Menghadapi pernyataan kaum ‘Ateis Baru’ tersebut, buku ini mencoba menjawab persoalan “toleransi yang memang tidak sederhana. Ada tiga hal yang menarik bagi pembaca, khususnya di Indonesia tentang buku ini. Pertama, buku ini disusun dari trialog atau pembicaraan tiga pihak agama-agama Abrahamik, yang jarang kita dengarkan. Satu pertemuan trialog agama-agama Abrahamik, kalau bukan satu-satunya sejauh ini, yang pernah diadakan di Indonesia adalah yang diselenggarakan oleh International Scholars Annual Trialogue (ISAT) pada 14-19 Februari, 2000 di Jakarta. Tentu saja dengan masuknya agama Yahudi, trialog akan memberikan perspektif baru yang berbeda dari dialog Kristen-Islam yang sudah sering dilakukan di tanah air. Kedua, buku ini ditulis oleh tokoh-tokoh dunia yang menuliskan refleksi dan pengalaman keagamaan mereka yang mendalam, dengan merujuk tradisi dan Kitab Suci mereka.

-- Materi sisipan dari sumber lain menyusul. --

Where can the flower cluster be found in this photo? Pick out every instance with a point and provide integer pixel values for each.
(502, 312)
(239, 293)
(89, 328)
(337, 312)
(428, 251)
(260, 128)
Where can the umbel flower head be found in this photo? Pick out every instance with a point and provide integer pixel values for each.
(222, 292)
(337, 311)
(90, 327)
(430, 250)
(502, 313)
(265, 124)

Dengan kata lain apa yang mereka tulis mengalir dari iman yang hidup. Tanpa meninggalkan dimensi akademik serta kemungkinan adanya perbedaan perbedaan mendalam, trialog ini justru mencerminkan kejujuran dan ketulusan hati para pembicara, serta keinginan untuk saling memahami dari hati ke hati”. Dalam arti ini trialog agama mengatasi pertimbangan pertimbangan politis, yang sering keras dan intoleran Ketiga, dari buku ini, kita bisa belajar banyak dan memperdalam pengertian “toleransi yang begitu kompleks dan kaya dari para tokoh dunia dan dari sumber keagamaan yang mereka hayati. Tiha tiba kita seperti diingatkan akan adanya ‘panggilan’ bersama dari ketiga agama, yang sebetulnya mewarisi sumber spiritualitas yang sama, tetapi terpisah-pisah oleh peristiwa-peristiwa sejarah dan kejadian-kejadian manusiawi (Prof Dr. A. Sudiarja).